SCIENTIFIC PROGRAMS AND ACTIVITIES

November  2, 2024

Fields Institute Graduate School Information Day

Saturday, November 20, 2004

On the afternoon of November 20, The Fields Institute will be hosting an information session for universities to display information on their graduate programs in mathematics, statistics and some computer science programs. As part of the day's activities there will be two keynote lectures aimed at undergraduate students in the mathematical sciences.
Please join us for this event and this opportunity to talk to representatives from the various university graduate programs.
All are welcome.

We are making a table (and poster board if requested) available to each university. Universities who wish to participate, and who have not already contacted The Fields Institute to confirm their participation should do so by sending an e-mail to the address listed below. Universities with several departments are asked to cooperate on using the space.
Fields can assist Universities with renting a van or bus to facilitate student travel for the afternoon, to request assistance please contact programs(PUT_AT_SIGN_HERE)fields.utoronto.ca

SCHEDULE FOR THE DAY

12:30-1:00 p.m.

Open time--Information available

1:00-2:00 p.m.

Speaker:Deirdre Haskell, McMaster
An infinite pigeonhole principle
The pigeonhole principle tells us that no finite set is bijective with itself minus a point. On the other hand, every infinite set is -- this can be taken to be the definition of a set being infinite. However, the function which gives the bijection may not be natural in some sense to the category of sets under consideration. In this talk, I will define a certain ring of equivalence classes of sets under allowable bijections, which measures whether or not the category has an infinite pigeonhole principle.

2:00 p.m. Reception and information sessions
3:00 p.m.

Speaker: Achim Kempf, (Waterloo)
Discreteness vs. Continuity: From Music Recordings to Cosmology


Prof. Haskell's area of research is in Model theoretic algebra.
She is interested in applying the techniques of model theory, which studies algebraic structures in a very general setting, to the examination of particular algebraic structures, especially valued fields.

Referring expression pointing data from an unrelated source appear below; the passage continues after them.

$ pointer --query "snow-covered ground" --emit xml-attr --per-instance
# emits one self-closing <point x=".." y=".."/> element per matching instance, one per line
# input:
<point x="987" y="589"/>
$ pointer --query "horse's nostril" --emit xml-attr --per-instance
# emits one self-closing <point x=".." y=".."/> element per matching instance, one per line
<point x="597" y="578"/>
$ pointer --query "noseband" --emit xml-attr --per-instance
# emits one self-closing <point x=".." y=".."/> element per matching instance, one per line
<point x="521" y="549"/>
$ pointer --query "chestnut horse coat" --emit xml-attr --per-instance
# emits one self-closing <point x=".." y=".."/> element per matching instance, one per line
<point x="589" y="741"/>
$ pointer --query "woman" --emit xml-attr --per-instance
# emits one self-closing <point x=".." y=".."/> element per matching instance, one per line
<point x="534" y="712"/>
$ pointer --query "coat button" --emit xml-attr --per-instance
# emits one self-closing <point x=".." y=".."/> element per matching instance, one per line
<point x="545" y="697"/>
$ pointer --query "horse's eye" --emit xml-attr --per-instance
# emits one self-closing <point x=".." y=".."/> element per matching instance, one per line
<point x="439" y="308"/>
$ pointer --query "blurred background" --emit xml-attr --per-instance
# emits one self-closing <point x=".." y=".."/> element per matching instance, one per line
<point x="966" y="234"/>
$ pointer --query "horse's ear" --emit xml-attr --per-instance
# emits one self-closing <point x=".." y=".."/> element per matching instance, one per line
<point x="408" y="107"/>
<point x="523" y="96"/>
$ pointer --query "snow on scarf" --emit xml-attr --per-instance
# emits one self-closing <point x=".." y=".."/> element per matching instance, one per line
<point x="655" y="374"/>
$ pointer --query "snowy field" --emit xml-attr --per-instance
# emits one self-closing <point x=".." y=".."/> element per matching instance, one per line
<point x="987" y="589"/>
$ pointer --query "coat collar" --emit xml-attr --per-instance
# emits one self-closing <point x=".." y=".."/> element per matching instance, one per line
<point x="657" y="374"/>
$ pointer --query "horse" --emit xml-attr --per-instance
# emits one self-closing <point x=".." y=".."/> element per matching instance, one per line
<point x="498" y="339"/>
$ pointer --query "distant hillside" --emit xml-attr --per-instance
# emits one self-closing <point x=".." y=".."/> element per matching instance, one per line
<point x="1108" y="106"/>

Prof. Kempf is the Canada Research Chair in the Physics of Information, at the Department of Applied Mathematics within the Faculty of Mathematics in the University of Waterloo in Ontario, Canada.

Prof. Kempf is also cross-appointed to the Department of Physics at Waterloo, a member of the Guelph-Waterloo Physics Institute, a member of the Institute for Quantum Computing and an affiliated member of the independent Perimeter Institute for Theoretical Physics.